There is something going on in The Undying Present but it’s a secret. There is a necessity of uncovering the mystery, the structural body of the scene that can’t be addressed singularly by the author who is included in it. How are we going to be asked to question the surface? To get to the matter, when intimacy lapses. The reader is being asked to help.

Narrative, one might argue, is as arbitrary as any other idea upon which to hang a story. Staiti’s narrator is not in control, they write, and yet, it takes a remarkable amount of control to allow such a space for the narrator to drift so artfully, highlighting a comparison and difference between this and, say, Richard Brautigan’s novel Sombrero Fallout: A Japanese Novel (1976), in which narrator, narrative and, supposedly, author erode simultaneously. Staiti’s montage of prose-sections accumulate in such a way that are reminiscent of the novels of Toronto writer Ken Sparling, yet writing out longer scenes than his novels often include. Both writers, somehow, manage to create full-length prose-works that suggest that the order of the sections aren’t fixed, but simply one way of reading; might The Undying Present be equally readable if the sections were re-ordered? Would it make for an entirely different, yet equally satisfying, experience?

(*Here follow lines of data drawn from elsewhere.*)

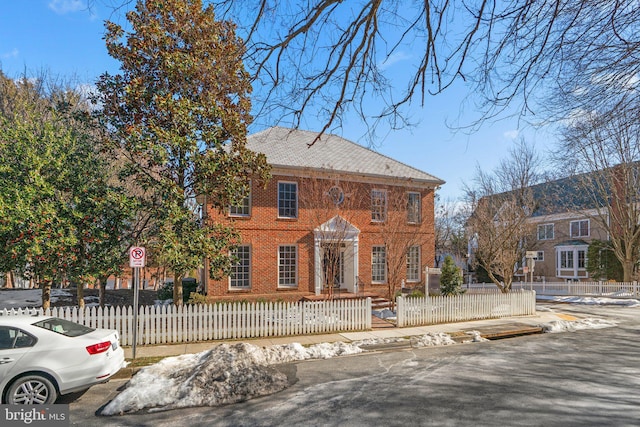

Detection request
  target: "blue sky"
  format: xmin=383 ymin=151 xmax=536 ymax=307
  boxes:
xmin=0 ymin=0 xmax=552 ymax=199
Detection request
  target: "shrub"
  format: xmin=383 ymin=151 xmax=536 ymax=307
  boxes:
xmin=440 ymin=255 xmax=465 ymax=295
xmin=157 ymin=282 xmax=173 ymax=301
xmin=187 ymin=292 xmax=208 ymax=304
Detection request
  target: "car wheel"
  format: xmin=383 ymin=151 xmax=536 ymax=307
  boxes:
xmin=7 ymin=375 xmax=58 ymax=405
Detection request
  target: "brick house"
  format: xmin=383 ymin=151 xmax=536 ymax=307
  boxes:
xmin=206 ymin=127 xmax=444 ymax=300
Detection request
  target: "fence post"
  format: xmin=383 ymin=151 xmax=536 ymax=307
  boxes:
xmin=396 ymin=295 xmax=404 ymax=328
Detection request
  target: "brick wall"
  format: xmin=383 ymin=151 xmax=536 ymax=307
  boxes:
xmin=208 ymin=175 xmax=434 ymax=300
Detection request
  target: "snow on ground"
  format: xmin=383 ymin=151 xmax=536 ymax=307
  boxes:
xmin=542 ymin=318 xmax=618 ymax=333
xmin=0 ymin=288 xmax=72 ymax=310
xmin=0 ymin=289 xmax=640 ymax=415
xmin=536 ymin=295 xmax=640 ymax=307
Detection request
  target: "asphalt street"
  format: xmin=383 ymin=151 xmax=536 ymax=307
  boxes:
xmin=69 ymin=305 xmax=640 ymax=427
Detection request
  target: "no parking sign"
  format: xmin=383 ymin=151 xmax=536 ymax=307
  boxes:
xmin=129 ymin=246 xmax=147 ymax=267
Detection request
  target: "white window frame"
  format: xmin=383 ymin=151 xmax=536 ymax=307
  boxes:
xmin=569 ymin=219 xmax=591 ymax=237
xmin=556 ymin=245 xmax=588 ymax=279
xmin=407 ymin=245 xmax=422 ymax=283
xmin=371 ymin=188 xmax=387 ymax=222
xmin=278 ymin=245 xmax=298 ymax=288
xmin=371 ymin=245 xmax=387 ymax=284
xmin=229 ymin=184 xmax=251 ymax=218
xmin=538 ymin=223 xmax=556 ymax=240
xmin=278 ymin=181 xmax=298 ymax=219
xmin=407 ymin=191 xmax=422 ymax=224
xmin=229 ymin=245 xmax=252 ymax=289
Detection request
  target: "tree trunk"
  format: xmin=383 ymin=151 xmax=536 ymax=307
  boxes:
xmin=98 ymin=277 xmax=108 ymax=308
xmin=173 ymin=274 xmax=184 ymax=305
xmin=76 ymin=280 xmax=84 ymax=308
xmin=41 ymin=282 xmax=51 ymax=311
xmin=622 ymin=260 xmax=634 ymax=282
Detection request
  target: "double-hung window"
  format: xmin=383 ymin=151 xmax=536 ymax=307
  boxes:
xmin=407 ymin=246 xmax=420 ymax=282
xmin=569 ymin=219 xmax=589 ymax=237
xmin=229 ymin=245 xmax=251 ymax=289
xmin=278 ymin=182 xmax=298 ymax=218
xmin=371 ymin=190 xmax=387 ymax=222
xmin=371 ymin=246 xmax=387 ymax=283
xmin=278 ymin=245 xmax=298 ymax=287
xmin=229 ymin=191 xmax=251 ymax=217
xmin=407 ymin=192 xmax=421 ymax=224
xmin=538 ymin=224 xmax=554 ymax=240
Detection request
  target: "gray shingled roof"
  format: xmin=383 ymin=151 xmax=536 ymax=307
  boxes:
xmin=247 ymin=127 xmax=444 ymax=185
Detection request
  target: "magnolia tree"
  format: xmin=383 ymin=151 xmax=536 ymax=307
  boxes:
xmin=96 ymin=0 xmax=268 ymax=304
xmin=0 ymin=75 xmax=137 ymax=309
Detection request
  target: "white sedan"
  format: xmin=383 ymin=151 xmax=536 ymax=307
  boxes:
xmin=0 ymin=315 xmax=126 ymax=404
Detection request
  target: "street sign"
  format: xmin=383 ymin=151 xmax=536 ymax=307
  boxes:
xmin=129 ymin=246 xmax=147 ymax=268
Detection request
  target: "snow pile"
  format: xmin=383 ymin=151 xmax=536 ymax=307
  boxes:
xmin=102 ymin=342 xmax=362 ymax=415
xmin=541 ymin=319 xmax=617 ymax=333
xmin=371 ymin=308 xmax=396 ymax=319
xmin=0 ymin=288 xmax=72 ymax=310
xmin=536 ymin=295 xmax=640 ymax=310
xmin=411 ymin=332 xmax=456 ymax=347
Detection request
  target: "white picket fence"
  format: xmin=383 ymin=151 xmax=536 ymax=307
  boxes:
xmin=463 ymin=282 xmax=640 ymax=298
xmin=396 ymin=290 xmax=536 ymax=327
xmin=0 ymin=298 xmax=371 ymax=345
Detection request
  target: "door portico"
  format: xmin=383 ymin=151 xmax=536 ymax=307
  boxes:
xmin=313 ymin=215 xmax=360 ymax=295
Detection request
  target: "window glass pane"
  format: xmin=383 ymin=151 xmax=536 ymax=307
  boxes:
xmin=278 ymin=182 xmax=298 ymax=218
xmin=371 ymin=246 xmax=387 ymax=283
xmin=371 ymin=190 xmax=387 ymax=222
xmin=278 ymin=246 xmax=298 ymax=286
xmin=407 ymin=193 xmax=420 ymax=224
xmin=229 ymin=196 xmax=251 ymax=216
xmin=230 ymin=246 xmax=251 ymax=288
xmin=407 ymin=246 xmax=420 ymax=282
xmin=570 ymin=219 xmax=589 ymax=237
xmin=578 ymin=251 xmax=586 ymax=268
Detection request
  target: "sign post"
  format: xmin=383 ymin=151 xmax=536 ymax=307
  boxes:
xmin=129 ymin=246 xmax=147 ymax=359
xmin=522 ymin=251 xmax=538 ymax=286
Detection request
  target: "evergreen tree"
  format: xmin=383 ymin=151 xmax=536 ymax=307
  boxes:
xmin=440 ymin=255 xmax=465 ymax=295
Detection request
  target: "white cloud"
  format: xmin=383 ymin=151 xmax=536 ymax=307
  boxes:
xmin=2 ymin=47 xmax=20 ymax=59
xmin=49 ymin=0 xmax=87 ymax=15
xmin=502 ymin=129 xmax=520 ymax=139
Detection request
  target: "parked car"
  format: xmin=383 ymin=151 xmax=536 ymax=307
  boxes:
xmin=0 ymin=315 xmax=126 ymax=404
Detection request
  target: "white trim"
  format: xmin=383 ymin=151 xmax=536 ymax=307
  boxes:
xmin=276 ymin=181 xmax=300 ymax=219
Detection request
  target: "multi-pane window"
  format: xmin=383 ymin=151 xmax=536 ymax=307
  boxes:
xmin=538 ymin=224 xmax=554 ymax=240
xmin=278 ymin=245 xmax=298 ymax=287
xmin=407 ymin=246 xmax=420 ymax=282
xmin=407 ymin=192 xmax=421 ymax=224
xmin=371 ymin=190 xmax=387 ymax=222
xmin=278 ymin=182 xmax=298 ymax=218
xmin=560 ymin=250 xmax=573 ymax=268
xmin=578 ymin=250 xmax=587 ymax=269
xmin=229 ymin=245 xmax=251 ymax=289
xmin=229 ymin=194 xmax=251 ymax=216
xmin=371 ymin=246 xmax=387 ymax=283
xmin=569 ymin=219 xmax=589 ymax=237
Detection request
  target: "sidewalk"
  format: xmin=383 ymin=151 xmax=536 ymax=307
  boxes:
xmin=123 ymin=312 xmax=575 ymax=364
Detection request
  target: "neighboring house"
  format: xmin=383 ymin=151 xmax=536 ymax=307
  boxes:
xmin=519 ymin=177 xmax=608 ymax=281
xmin=470 ymin=175 xmax=609 ymax=282
xmin=206 ymin=127 xmax=444 ymax=300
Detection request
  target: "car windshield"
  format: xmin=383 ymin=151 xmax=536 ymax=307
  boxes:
xmin=33 ymin=317 xmax=95 ymax=337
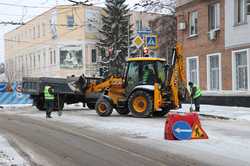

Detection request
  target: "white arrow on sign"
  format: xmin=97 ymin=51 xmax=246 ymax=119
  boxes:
xmin=175 ymin=128 xmax=192 ymax=133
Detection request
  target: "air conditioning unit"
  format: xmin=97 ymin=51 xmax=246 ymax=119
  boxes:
xmin=208 ymin=30 xmax=216 ymax=40
xmin=247 ymin=0 xmax=250 ymax=15
xmin=178 ymin=22 xmax=186 ymax=31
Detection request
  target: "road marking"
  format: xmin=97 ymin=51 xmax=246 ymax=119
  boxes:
xmin=175 ymin=128 xmax=192 ymax=133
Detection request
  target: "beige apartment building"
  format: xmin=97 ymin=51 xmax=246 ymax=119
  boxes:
xmin=4 ymin=5 xmax=159 ymax=81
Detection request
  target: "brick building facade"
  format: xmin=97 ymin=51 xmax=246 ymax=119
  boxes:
xmin=176 ymin=0 xmax=250 ymax=105
xmin=4 ymin=5 xmax=159 ymax=81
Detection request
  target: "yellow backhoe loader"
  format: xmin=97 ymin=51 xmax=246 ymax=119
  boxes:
xmin=71 ymin=44 xmax=186 ymax=117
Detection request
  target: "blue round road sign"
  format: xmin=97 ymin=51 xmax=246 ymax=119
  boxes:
xmin=172 ymin=121 xmax=192 ymax=140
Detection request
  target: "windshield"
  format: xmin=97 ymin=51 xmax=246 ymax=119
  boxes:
xmin=157 ymin=62 xmax=166 ymax=83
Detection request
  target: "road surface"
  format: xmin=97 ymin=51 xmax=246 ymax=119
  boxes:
xmin=0 ymin=113 xmax=206 ymax=166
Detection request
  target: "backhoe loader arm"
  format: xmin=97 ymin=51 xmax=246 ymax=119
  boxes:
xmin=86 ymin=76 xmax=123 ymax=92
xmin=168 ymin=43 xmax=188 ymax=108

Staiti is also the author of the chapbooks Verse/Switch & Stop-Motion (2008), In the Stitches (Trafficker Press, 2010) and Between the Seas (Aggregate Space & Featherboard Writing Series, 2014), and in an interview conduced by Ariel Goldberg, Staiti discusses In the Stitches in a way that seems to connect to this current work: “There is some kind of world in which this language is existing but I don’t really know what it is. It’s partly an imagined/fantasized world but it steals objects and ideas from our world. I don’t feel so literate in this world at all. I feel pretty removed from it. In the earliest version, I was trying to write lines that would negate themselves. I wanted to see what something looked like if it could be itself and also its own negation. I was writing longhand, which I almost never do. As the piece over time transformed into this thing, I realized that something kind of ambient but real came out in the attempt to negate. I thought a lot about ambience. I wanted to see a world in which ambience dominated. It’s interesting about the different voices you mentioned because I’ve been hearing it as un-voiced, as a humming or something.” In remarkably precise prose, Staiti appears very much to be creating a world through halved information, presenting just enough to create an incomplete portrait, and make the reader aware of what might be missing. One might say that this new work is just as much ambient than setting or narrative, suggesting what another writer would have fleshed out more fully, yet most likely lessening the effect.

I walk through the City of Margins. Tall angular buildings shimmer in the sun. Dozens of people move past me walking in straight lines with conviction. I am moving in this way too. The streets push us to our destinations efficiently. We push ourselves there.

A narrow alleyway appears. I turn and walk down the torn street. I reach an empty parking lot. I feel the Second City beneath me. The shell of a burned out car sits at the edge of the frame. An abandoned and deteriorating building sags into the ground. This is where we enter.

I open the doors of the building and walk around peering in each room. The rooms hold remnants of the past, forgotten objects slathered in dust and rodent feces. I climb the stairs dragging knobby fingers over a dusty banister. A young woman is crumpled in the corner at the end of the hallway. Her body is a mouth, a dark open hole telling a story. Speaking not speaking.